We have two OOD environments and both use the same shared home directory. I have noticed that existing interactive jobs were disappeared when I opened both OODs. I guess the problem is both are using the same /home/user/ondemand directory.

Is there a way to change the folder name?

Thank you

You can set the folder name in /etc/ood/config/nginx_stage.yml

via

Unique name of this OnDemand portal used to namespace multiple hosted portals

NB: If this is not set then most apps will use default namespace “ondemand”

image001.png

image002.png

Just to clarify / document, I think what you are asking for is to have 2 OOD environments that act independently? (e.g. if you launch an interactive session in one, it doesn’t show up in the other).

As an aside, at OSC we currently run something like 4 different production OOD instances (along with corresponding dev/test versions), all of which share the same shared home directory.

Can you be more specific about what these two OOD environments are (staging and development or different sites altogether)

As @azric pointed out you can change them so they’re logically different ‘sites’ if that’s the case. We do this, but the installations are logically different - even though they share the same NFS attachments.

We run dev/staging/prod with the same configurations and it’s fine. If this is your use case, then you only need to have the same cluster.d configs populated everywhere.

Here’s a topic on a similar issue from an LSF user who is running it in multi-cluster mode. If you’re running LSF in the same manner, this may be applicable to you.

@alanc @jeff.ohrstrom we have two separate clusters for production and test and two OODs for each cluster. They share a home directory.

@azric I added ondemand_portal: "ood2" but still creating ondemand folder. Do I have to run something to apply the change?

@alanc Currently, if I open my interactive sessions page in one, the existing interactive session in the other is disappeared.

@gp4r can you describe the end state functionality you actually want? Do you want the interactive sessions to show up in both OOD instances? Do you want them to act completely independently and not show sessions started from the other?

As an aside, at OSC we currently have 3 physical clusters, 1 running SLURM the other 2 Torque/MOAB, and multiple OOD instances that can connect to all clusters, shared home directories and have interactive sessions show up across all of them.

@alanc Could you let me know both ways?

For the production and dev cluster, I want to show independently.

I am thinking about adding more OOD into production, this case I want multiple OODs show all sessions.

Do you use some kind of HA proxy to distribute traffics to multiple OODs?

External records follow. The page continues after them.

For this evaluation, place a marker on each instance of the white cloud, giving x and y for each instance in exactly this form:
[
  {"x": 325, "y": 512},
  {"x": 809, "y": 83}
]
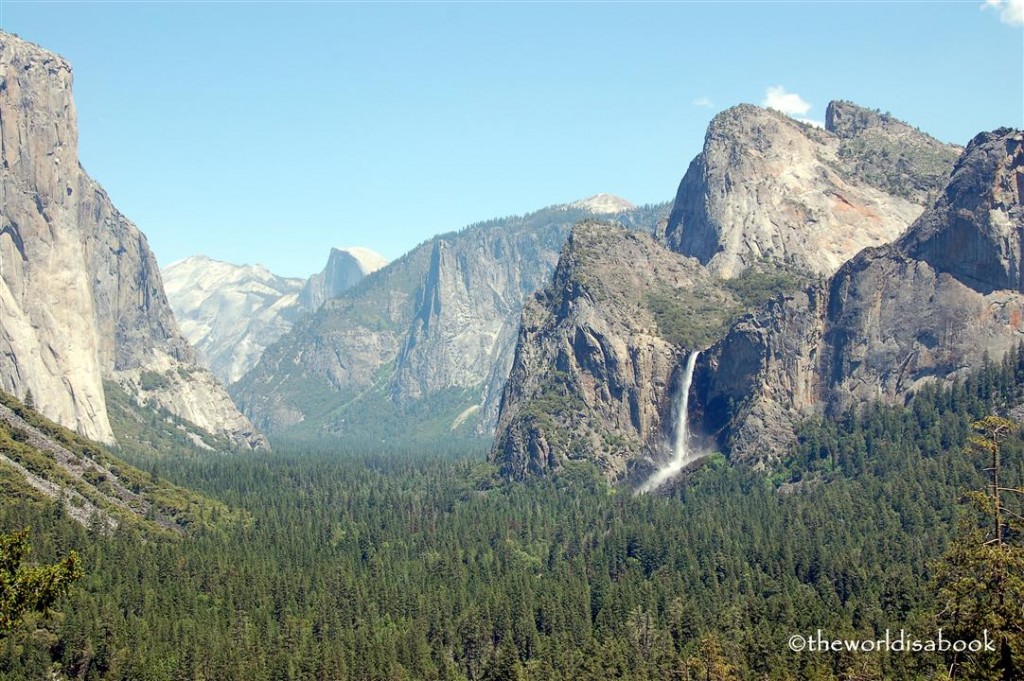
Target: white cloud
[
  {"x": 1011, "y": 11},
  {"x": 788, "y": 102}
]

@gp4r if you’ve enabled ondemand_portal: ood2 then you just need to restart your PUN (the restart web server option at the top right) for it to take affect.

If you want sessions to show up in both OOD instances, then both instances need to be carbon copies of each other. That means they have essentially the same /etc/ood directory (nginx_stage.yml, cluster.d directory, etc).

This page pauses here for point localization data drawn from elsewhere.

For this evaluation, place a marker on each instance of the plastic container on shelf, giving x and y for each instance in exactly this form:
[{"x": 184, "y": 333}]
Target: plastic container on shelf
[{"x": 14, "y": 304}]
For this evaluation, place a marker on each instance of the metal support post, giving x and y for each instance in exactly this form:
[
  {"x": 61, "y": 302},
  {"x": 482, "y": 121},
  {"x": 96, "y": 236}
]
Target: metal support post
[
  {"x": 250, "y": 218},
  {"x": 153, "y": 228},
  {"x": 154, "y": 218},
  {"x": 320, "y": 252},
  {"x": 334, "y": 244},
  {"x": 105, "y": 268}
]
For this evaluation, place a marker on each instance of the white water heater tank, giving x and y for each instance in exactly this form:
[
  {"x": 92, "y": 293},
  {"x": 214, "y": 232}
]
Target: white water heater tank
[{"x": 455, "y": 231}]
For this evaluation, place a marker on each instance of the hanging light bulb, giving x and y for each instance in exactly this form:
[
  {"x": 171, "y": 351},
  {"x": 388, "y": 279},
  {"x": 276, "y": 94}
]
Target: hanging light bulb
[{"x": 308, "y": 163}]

For them to be completely independent, then specifying a different ondemand_portal is the route you should take.

We do not use HA Proxy because each OOD instance is effectively a different site with no redundancy. For dev/staging/production - they all have the same configurations (notably they all point use the same clusters.d folder). For new logically seperate sites altogether (for instance ondemand.osc.edu vs apps.totalsim.us for our commercial clients) we use differing ondemand_portal configurations to separate them.

We removed the restart button on OOD, so I ran “/opt/ood/nginx_stage/sbin/nginx_stage nginx_clean -f”

But it’s still creating ondemand folder.

[root@arcs config]# grep ondemand_portal /etc/ood/config/nginx_stage.yml
#ondemand_portal: null
ondemand_portal: ood2
[root@arcs config]# /opt/ood/nginx_stage/sbin/nginx_stage nginx_clean -f
gp4r

Is " /opt/ood/nginx_stage/sbin/nginx_stage nginx_clean -f" a correct command to restart PUN?

Thank you for your help.

This topic was automatically closed 180 days after the last reply. New replies are no longer allowed.